The TG-DSC technique was also used for the investigation of amminoborane for the production of hydrogen [7]

8 Evolved Gas Analysis

Evolved Gas Analysis (EGA) is defined as followed by ICTAC:

“A technique of determining the nature and amount of volatile product or products formed during thermal analysis.” [40].

As indicated in the previous chapter, the TGA technique only informs on the variation of sample mass, but hardly on the mechanisms linked to the decomposition or the reaction. The idea behind the EGA coupling is to analyze the vapours emitted by the sample during the test [39]. Three main gas coupling techniques are used for such an investigation as described in Table 2.6:

Table 2.6 The main EGA techniques

Full size table

8.1 TG-MS Coupling

During a long period, the main difficulty in the TG-MS coupling has been to define the right interface that will solve the following technical coupling problem:

Pressure in the balance is equal to 1 bar, and about $10^{-6}$ bar in the mass spectrometer. The pressure has to be reduced by 6 decades during the gas transfer.
Gas sampling has to be representative of the gas emitted by the sample.
Emitted gas has not to be degradated in the transfer line.
Condensation of the emitted gas have to be prevented in the transfer line.
Time of gas transfer has to be short (about 100 ms) in order to have a simultaneous information between the TGA and the MS curves.

To solve these different technical requirements, two different interfaces are today available, according to the mass analysis to be performed:

the capillary interface, and
the skimmer or supersonic interface.

8.1.1 The Capillary Interface

The transfer line is made of a very thin silica capillary contained in a heated jacket to prevent the condensation, especially at the outlet of the furnace (Fig. 2.38). A fraction of the gas emitted by the sample is picked as closed as possible from the TGA crucible to avoid gas dilution. The gas is then transferred through the capillary towards the MS detector within 100 ms.

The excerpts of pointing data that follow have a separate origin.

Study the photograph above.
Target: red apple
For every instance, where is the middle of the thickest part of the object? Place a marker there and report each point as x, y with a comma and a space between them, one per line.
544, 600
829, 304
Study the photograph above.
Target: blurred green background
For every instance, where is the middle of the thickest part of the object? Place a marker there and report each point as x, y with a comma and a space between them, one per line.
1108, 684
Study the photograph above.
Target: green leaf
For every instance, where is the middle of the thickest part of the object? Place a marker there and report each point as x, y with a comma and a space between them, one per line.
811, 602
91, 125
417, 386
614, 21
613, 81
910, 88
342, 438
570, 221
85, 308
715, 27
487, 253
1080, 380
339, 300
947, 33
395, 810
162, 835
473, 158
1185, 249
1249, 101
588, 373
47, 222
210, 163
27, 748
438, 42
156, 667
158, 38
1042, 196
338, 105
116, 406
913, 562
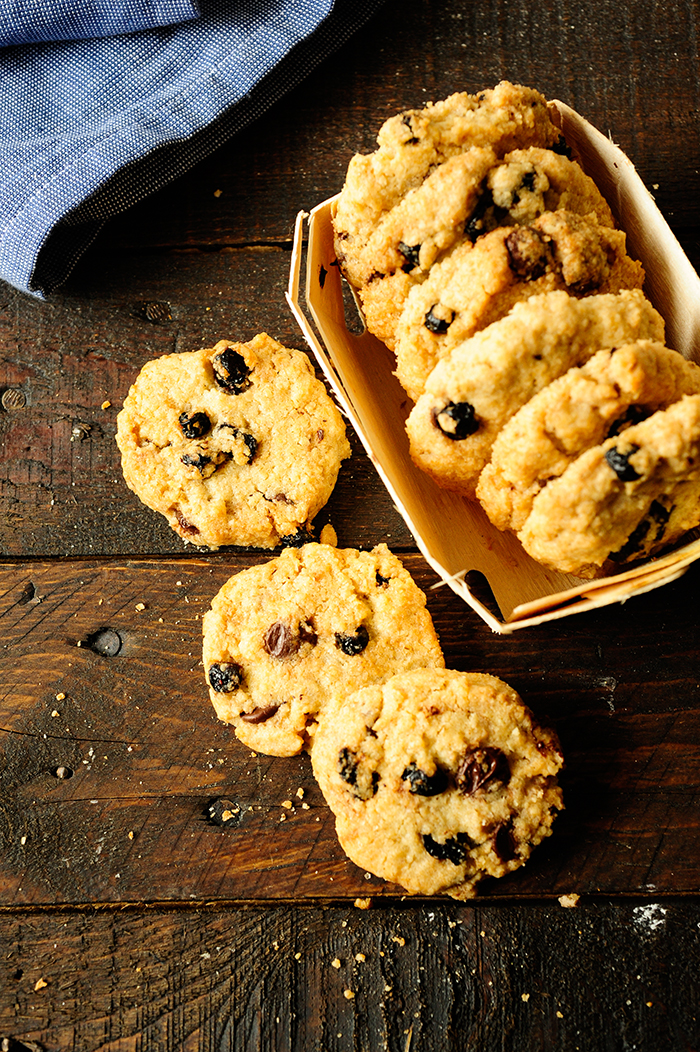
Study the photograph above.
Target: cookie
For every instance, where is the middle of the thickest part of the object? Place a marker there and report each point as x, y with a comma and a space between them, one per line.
437, 779
417, 142
623, 500
613, 390
476, 285
282, 636
235, 444
474, 391
460, 201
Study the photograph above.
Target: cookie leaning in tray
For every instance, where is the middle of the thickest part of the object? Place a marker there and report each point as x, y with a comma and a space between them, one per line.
282, 636
437, 779
623, 500
614, 389
473, 392
235, 444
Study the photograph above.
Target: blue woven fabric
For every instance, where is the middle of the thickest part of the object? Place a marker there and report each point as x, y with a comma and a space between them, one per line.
37, 21
88, 127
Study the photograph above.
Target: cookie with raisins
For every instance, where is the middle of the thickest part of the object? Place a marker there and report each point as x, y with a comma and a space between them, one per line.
476, 285
282, 636
437, 779
474, 391
614, 389
624, 500
237, 444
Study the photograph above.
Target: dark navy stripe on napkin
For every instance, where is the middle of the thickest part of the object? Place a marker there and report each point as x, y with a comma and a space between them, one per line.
90, 127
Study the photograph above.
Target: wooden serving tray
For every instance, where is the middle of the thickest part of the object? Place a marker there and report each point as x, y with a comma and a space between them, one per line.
454, 533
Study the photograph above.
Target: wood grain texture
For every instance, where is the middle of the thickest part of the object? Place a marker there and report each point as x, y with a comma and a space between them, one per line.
447, 979
146, 756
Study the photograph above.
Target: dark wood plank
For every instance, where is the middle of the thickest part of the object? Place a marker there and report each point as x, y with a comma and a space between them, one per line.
148, 756
435, 978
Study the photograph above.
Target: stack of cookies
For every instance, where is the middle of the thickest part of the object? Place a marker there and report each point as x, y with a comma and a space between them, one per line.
492, 266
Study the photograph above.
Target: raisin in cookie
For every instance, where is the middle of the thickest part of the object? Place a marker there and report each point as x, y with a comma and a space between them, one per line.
235, 444
613, 390
477, 285
460, 201
475, 390
282, 636
621, 501
437, 779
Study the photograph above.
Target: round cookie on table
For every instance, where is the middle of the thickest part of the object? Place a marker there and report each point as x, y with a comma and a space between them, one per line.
282, 636
623, 500
437, 779
237, 444
474, 391
613, 390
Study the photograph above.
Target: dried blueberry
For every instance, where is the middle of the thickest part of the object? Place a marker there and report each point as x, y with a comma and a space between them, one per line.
457, 420
480, 767
411, 254
231, 371
436, 324
225, 675
504, 843
260, 713
422, 784
279, 641
527, 254
195, 425
353, 643
620, 464
455, 849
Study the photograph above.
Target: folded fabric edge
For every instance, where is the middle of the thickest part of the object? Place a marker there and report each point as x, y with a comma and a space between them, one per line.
68, 239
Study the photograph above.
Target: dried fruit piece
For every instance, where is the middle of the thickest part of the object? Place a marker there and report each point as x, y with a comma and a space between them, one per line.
422, 784
225, 675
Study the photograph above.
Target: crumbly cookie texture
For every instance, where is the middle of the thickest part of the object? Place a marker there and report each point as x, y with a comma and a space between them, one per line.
237, 444
476, 285
437, 779
459, 202
623, 500
614, 389
477, 388
282, 636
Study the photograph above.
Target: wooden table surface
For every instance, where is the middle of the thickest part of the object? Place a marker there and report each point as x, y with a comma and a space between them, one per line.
128, 918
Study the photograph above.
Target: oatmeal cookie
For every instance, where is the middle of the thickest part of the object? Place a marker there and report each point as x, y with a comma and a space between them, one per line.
475, 390
437, 779
476, 285
282, 636
234, 444
623, 500
613, 390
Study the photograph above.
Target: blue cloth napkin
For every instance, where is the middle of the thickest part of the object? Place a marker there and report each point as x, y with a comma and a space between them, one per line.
88, 127
37, 21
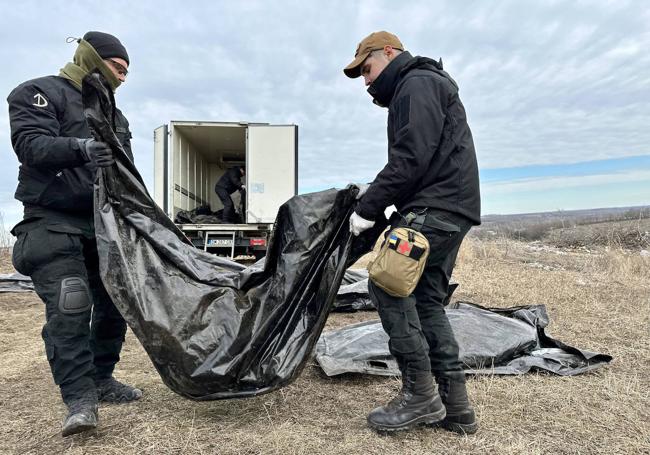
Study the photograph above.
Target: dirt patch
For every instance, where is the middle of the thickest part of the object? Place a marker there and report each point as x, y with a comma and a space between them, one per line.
597, 300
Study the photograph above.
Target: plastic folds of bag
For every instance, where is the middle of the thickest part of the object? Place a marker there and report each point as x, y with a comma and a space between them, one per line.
490, 341
212, 328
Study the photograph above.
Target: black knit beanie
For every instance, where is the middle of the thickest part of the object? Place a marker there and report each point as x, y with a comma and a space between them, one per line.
106, 45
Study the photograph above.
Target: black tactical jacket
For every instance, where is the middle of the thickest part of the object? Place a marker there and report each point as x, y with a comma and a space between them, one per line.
431, 157
46, 118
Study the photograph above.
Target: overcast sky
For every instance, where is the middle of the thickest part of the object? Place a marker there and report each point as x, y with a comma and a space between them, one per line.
557, 92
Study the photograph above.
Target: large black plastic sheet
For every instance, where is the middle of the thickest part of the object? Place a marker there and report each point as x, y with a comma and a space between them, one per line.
212, 328
491, 341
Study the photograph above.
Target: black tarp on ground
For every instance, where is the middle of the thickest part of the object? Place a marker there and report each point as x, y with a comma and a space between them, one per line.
491, 341
213, 328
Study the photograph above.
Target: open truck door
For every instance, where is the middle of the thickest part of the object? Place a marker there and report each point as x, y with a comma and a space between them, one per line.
271, 151
161, 168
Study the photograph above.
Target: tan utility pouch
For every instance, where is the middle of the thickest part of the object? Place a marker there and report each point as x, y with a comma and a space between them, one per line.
400, 262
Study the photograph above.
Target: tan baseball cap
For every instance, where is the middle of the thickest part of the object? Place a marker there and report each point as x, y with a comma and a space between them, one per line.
372, 42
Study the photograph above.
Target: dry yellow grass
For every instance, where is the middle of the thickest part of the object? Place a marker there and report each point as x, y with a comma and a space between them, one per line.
597, 300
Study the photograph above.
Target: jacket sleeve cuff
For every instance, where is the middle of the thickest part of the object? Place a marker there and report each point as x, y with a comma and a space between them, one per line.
365, 213
80, 146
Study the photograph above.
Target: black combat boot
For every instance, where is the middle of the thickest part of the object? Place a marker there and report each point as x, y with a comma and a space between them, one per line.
460, 414
417, 403
82, 415
112, 391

The MS detector will provide a spectrum for each injection. According to the sample under study in the TGA, two situations can occur:

The nature of the sample is known and it is possible to predict the types of gas that will be emitted by the sample during the TGA experiment. For such a test, characteristic mass numbers (amu), corresponding to the emitted gas, are selected and their variation is recorded versus time to be correlated with the TGA and DTG curves.
The nature of the sample is unknown. In that case, it is needed to investigate the different MS spectra, especially at temperatures (times) corresponding to the different mass variations. When the significant mass numbers (amu) are identified, their variation can be drawn as described previously.

An example of the use of the heated capillary is given with the investigation of calcium oxalate $\mathrm{{CaC}}_{2}\mathrm{{O}}_{4}, \mathrm{{H}}_{2}\mathrm{{O}}$ (Fig. 2.39)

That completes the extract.